Hirsch's claims arise from prison officials' decision not to award him “good time” credits during his imprisonment for several sex crimes, and from their recommendation that Hirsch be classified as an intermediate-level risk on the State's sex offender registry. Hirsch alleges that both of these actions resulted from his refusal to confess to a fabricated rape charge while imprisoned, and thus violated his rights under the Due Process Clause of the Fourteenth Amendment. We assume the parties' familiarity with the underlying facts, procedural history, and specification of issues for review.

“We review a district court's decision to grant summary judgment de novo, construing the evidence in the light most favorable to the party against which summary judgment was granted and drawing all reasonable inferences in its favor.” Halo v. Yale Health Plan, Dir. of Benefits & Records Yale Univ., 819 F.3d 42, 47 (2d Cir. 2016). On appeal, Hirsch argues, first, that the district court erred in ruling that prison officials did not make an improper recommendation regarding the level to which Hirsch should be assigned in the State's sex offender registry. He also argues that the district court erred in ruling that Hirsch had no constitutional liberty or property interest in receiving “good time” credits while imprisoned.2

The district court did not err in ruling that the Board of Examiners of Sex Offenders (the “Board”) gave a correct recommendation for Hirsch's risk level classification within the sex offender registry. Hirsch argues that he refused to participate in the program because prison employees demanded that he confess to a rape that he did not commit, and of which he had not been convicted. The district court concluded that while the Board's assignment of fifteen points for this refusal in calculating Hirsch's risk level score might have been improper, the net difference in score was only five points—and thus would have had no effect on his recommended risk level—because there was independent evidence in the record that Hirsch would not accept responsibility for his crimes.

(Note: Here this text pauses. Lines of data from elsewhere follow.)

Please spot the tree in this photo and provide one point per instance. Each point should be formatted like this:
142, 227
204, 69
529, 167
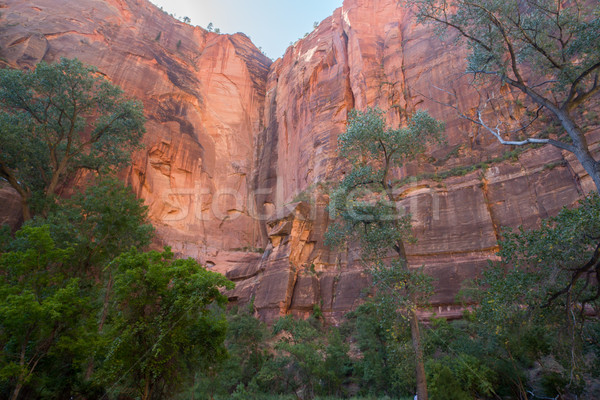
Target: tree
546, 50
99, 223
364, 204
60, 119
44, 313
163, 324
541, 299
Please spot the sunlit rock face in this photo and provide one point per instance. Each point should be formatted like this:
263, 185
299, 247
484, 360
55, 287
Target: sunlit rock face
240, 152
203, 94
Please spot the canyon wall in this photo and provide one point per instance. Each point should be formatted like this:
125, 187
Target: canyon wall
240, 151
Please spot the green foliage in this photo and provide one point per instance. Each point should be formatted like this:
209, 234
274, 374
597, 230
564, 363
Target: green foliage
364, 196
557, 39
99, 223
45, 315
59, 119
163, 321
387, 362
530, 307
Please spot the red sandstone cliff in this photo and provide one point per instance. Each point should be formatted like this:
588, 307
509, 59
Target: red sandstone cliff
239, 151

Indeed, documentary evidence shows that Hirsch repeatedly and emphatically denied that he was guilty of any crime, including those of which he had been convicted, and that he declined to participate in the counseling program because it required that he accept responsibility for his crimes. App'x at 46 (“I am not guilty of any crime and I have no prior criminal record.”); 51 (“I have no prior criminal record and am innocent of my instant offense.”); 154 (“I have no prior criminal history and am innocent of any crime, including the one prompting my current incarceration ․”).

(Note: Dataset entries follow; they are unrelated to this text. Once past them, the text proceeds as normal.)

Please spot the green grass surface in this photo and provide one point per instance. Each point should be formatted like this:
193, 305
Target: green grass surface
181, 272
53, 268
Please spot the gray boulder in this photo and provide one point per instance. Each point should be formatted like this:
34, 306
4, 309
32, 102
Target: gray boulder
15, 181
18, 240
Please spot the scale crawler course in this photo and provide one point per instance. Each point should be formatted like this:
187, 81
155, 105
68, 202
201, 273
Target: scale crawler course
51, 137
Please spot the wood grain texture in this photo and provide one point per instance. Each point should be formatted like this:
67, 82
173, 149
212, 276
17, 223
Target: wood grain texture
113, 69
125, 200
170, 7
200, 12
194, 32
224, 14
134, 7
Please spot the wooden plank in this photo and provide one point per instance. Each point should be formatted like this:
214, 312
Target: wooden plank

Hirsch's claim that he was wrongfully deprived of “good time” credits also fails. Hirsch contends that the prison's Time Allocation Committee refused to give him “good time” credits because he did not participate in the counseling program, and that he did not participate in the program because doing so would have required that he confess to a fabricated rape charge of which he was not convicted. We have generally stated, however, that where “good time” credits have not been earned—and there is no evidence that they had been earned here—there is no constitutionally protected interest in them because of the discretionary nature of their award. See Abed v. Armstrong, 209 F.3d 63, 67 (2d Cir. 2000). Even if Hirsch had a minimal due process right in not being denied good time credits arbitrarily, see Graziano v. Pataki, 689 F.3d 110, 115 (2d Cir. 2012) (per curiam), there is no evidence that the Time Allowance Committee acted arbitrarily here. It gave Hirsch notice that it was considering recommending that he not be awarded good time credits, held a hearing, and based its decision on an undisputed fact, namely that Hirsch refused to participate in the counseling program. The Time Allowance Committee's recommendation that Hirsch not receive good time credits therefore cannot support a due process claim.

We have considered the remainder of appellant's arguments and find them to be without merit. Accordingly, the order of the district court hereby is AFFIRMED. Each side to bear its own costs.


Catherine O'Hagan Wolfe, Clerk


2.   We need not reach the issue of whether Hirsch's claims against Tortora were timely, as Hirsch's claims fail on other grounds.